The core focus of the workshop material will be on how to solve a common complex problem in which we have no labeled data in an unbounded timeseries dataset and need to understand the substructure of said chaos in order to apply common supervised and statistical modeling techniques to our data in a streaming fashion.
The example problem for the workshop will come from the telecommunications space but the skills you will leave with can be applied to almost any domain as long as you sprinkle in a little creativity and inject a bit of domain knowledge.
1. Structured Streaming experience with Apace Spark.
2. Understand how to use supervised modeling techniques on unsupervised data (caveat: requires some domain knowledge and the good ol human touch).
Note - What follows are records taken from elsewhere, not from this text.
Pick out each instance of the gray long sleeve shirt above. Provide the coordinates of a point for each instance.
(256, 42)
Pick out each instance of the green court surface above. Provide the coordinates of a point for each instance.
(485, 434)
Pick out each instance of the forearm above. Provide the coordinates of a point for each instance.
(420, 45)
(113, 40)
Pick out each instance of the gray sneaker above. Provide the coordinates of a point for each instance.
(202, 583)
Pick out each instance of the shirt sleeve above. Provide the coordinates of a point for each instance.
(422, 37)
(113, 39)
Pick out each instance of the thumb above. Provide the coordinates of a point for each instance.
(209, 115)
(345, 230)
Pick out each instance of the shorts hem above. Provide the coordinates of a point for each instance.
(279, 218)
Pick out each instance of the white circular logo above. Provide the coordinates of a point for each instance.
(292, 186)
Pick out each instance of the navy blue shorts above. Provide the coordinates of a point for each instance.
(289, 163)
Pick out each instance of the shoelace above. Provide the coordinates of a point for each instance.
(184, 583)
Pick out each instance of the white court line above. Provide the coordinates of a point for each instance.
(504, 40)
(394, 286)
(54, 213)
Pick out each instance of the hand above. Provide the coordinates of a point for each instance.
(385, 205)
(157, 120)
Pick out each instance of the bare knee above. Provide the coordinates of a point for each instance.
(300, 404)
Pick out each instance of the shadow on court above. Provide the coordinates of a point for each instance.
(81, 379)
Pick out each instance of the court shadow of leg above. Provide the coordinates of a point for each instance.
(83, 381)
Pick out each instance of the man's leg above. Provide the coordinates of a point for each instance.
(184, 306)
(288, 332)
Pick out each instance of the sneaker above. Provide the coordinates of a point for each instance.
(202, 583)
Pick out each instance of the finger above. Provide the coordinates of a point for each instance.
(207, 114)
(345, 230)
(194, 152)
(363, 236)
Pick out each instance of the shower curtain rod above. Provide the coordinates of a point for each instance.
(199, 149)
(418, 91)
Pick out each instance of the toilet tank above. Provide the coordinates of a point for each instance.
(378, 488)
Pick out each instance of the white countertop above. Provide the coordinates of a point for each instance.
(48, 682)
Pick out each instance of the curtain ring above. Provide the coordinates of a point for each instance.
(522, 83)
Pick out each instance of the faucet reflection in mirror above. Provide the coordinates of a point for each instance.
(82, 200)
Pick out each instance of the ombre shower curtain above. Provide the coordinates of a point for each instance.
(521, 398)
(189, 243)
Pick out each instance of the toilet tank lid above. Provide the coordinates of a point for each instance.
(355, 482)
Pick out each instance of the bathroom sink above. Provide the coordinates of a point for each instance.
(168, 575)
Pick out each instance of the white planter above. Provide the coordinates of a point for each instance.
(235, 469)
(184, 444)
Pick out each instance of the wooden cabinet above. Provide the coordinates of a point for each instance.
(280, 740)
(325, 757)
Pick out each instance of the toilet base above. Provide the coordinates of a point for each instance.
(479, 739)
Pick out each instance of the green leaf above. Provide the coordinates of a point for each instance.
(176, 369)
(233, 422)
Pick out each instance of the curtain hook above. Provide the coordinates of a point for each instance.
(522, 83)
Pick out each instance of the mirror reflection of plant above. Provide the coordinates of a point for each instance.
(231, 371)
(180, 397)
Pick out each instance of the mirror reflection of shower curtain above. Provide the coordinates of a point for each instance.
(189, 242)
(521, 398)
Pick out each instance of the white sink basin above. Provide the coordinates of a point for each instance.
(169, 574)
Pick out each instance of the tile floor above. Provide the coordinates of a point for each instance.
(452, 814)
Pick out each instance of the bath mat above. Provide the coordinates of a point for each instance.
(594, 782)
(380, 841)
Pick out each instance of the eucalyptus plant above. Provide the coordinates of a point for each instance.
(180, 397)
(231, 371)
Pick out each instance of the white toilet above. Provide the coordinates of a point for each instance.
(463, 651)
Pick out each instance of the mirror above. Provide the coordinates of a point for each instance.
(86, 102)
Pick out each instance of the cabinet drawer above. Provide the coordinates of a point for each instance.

3. Have fun for 90 minutes.
Bio: Scott Haines is a full stack engineer with a current focus on real-time, highly available, trust-worthy analytics systems. He is currently working at Twilio (as Principal Engineer / Tech Lead of the Voice Insights team) where he helped drive spark adoption and streaming pipeline architectures. Prior to Twilio, he worked writing the backend java API’s for Yahoo Games, as well as the real-time game ranking/ratings engine (built on Storm) to provide personalized recommendations and page views for 10 million customers. He finished his tenure at Yahoo working for Flurry Analytics where he wrote the alerts/notifications system for mobile.